Arrow-right Camera
The Spokesman-Review Newspaper
Spokane, Washington  Est. May 19, 1883

U.S. policy toward Cuba will change slowly

Michael Abramowitz Washington Post

WASHINGTON – Those hoping for a new U.S. policy toward Cuba have waited nearly 50 years for Fidel Castro to voluntarily step down. But they will have to wait at least one more year, after President Bush leaves office, to see any possibility of change in the hard-line U.S. position that has outlasted nine administrations.

Bush and his top advisers made clear Tuesday that they do not intend to relax the trade sanctions and other policies aimed at isolating the Cuban government. The president called on Cuba to transition to democracy and seemed to belittle those advocating a new “stability” that would leave political prisoners behind bars.

“This transition ought to lead to free and fair elections – and I mean free and I mean fair, not these kind of staged elections that the Castro brothers try to foist off as being true democracy,” Bush said at a news conference in Kigali, Rwanda, where he was traveling Tuesday.

Perhaps a bigger question, in the wake of Castro’s announcement Tuesday that he is retiring from government, is whether Bush’s confrontational approach will outlast his presidency, which will end next January. Substantial doubts in Congress about the efficacy of the U.S. approach continue to collide with domestic politics that give a heavy influence to the fiercely anti-Castro emigres in South Florida, New Jersey and elsewhere.

In their comments Tuesday, each of the top three remaining presidential contenders offered little sign that they will break with the pillars of existing policy, which conditions any substantial relaxing of sanctions and other carrots on steps toward political freedoms and democracy.

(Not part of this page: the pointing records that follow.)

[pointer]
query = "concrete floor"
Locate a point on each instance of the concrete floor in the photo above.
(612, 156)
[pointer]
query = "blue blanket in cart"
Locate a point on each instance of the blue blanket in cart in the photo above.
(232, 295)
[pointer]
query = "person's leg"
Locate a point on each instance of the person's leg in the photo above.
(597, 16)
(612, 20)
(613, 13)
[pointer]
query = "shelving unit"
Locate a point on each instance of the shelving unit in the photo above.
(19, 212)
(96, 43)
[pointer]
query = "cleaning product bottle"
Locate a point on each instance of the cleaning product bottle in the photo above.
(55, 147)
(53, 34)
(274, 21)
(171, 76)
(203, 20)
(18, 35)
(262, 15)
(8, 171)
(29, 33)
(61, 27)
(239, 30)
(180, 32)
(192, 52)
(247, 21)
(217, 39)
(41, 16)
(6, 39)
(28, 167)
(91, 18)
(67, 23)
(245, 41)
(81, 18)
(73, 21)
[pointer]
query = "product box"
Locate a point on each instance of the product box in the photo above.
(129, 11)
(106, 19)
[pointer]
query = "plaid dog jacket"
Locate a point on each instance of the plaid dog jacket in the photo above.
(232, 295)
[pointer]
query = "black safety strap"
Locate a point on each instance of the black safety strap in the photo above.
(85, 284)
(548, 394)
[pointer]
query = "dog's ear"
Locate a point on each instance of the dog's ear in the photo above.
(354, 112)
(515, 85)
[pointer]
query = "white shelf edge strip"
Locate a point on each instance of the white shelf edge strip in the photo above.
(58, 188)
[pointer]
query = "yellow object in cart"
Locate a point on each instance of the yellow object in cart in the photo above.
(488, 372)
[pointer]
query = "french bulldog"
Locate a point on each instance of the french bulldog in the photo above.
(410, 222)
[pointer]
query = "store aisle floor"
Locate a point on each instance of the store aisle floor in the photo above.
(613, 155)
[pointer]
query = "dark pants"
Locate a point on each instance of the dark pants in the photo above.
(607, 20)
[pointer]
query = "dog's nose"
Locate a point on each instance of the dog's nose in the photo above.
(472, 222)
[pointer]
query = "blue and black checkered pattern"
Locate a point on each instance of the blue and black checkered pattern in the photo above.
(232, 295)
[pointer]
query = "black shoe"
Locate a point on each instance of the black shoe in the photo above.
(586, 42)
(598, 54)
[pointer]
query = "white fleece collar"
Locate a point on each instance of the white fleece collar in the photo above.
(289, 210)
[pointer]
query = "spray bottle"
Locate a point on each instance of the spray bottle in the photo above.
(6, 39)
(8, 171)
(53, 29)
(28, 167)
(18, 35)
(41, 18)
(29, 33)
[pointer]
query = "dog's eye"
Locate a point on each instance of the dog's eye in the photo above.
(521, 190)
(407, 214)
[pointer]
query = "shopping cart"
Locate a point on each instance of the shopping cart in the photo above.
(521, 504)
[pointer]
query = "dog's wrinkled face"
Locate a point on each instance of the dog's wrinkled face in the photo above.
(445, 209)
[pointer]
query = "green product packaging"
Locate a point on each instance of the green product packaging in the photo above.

Speaking to reporters during a campaign stop in Columbus, Ohio, Sen. John McCain, R-Ariz., said there is no need to change U.S. policy toward Cuba unless Cuba takes dramatic steps toward establishing greater freedoms. Otherwise, he said, a shift in policy could merely keep the old guard in power.

“I worry that we would extend aid assistance that would prop up Raul (Castro) or any of his friends and comrades who repressed the people of Cuba for too long,” McCain said.

On the Democratic side, Sens. Hillary Rodham Clinton of New York and Barack Obama of Illinois both held out the possibility of the United States offering incentives, but only if Cuba adopts democratic changes, something most independent analysts deem unlikely in the short term.

Obama offered the biggest potential break with the status quo on Cuba. Even before Castro’s announcement Tuesday, the candidate had already endorsed lifting restrictions on Cuban-Americans traveling to the island or sending money to relatives, while also indicating that he would be willing to meet with the leaders of the country without preconditions. But his aides caution that there are limits to how far Obama would go in overhauling policy short of Cuba’s release of political prisoners or some sign of democratic change.

Brian Latell, a former top CIA expert on Cuba now at the University of Miami, said in an interview Tuesday that while “all of the major candidates are unwilling to go out far on a limb with respect to policy on Cuba … that doesn’t mean that in 2009, depending on who is in the White House, there might not be change” in the U.S. position.

Yet even if change is not emerging from Washington, it may come from Cuba.

Latell, who wrote “After Fidel,” a recent biography of the Castro brothers, said Raul Castro has indicated on at least three occasions since temporarily assuming power more than a year and half ago – because of Fidel’s illness – that he would be open to engaging the United States. “There is a greater likelihood that a new Cuban leadership that is emerging may provide more inducements to officials in Washington,” he said.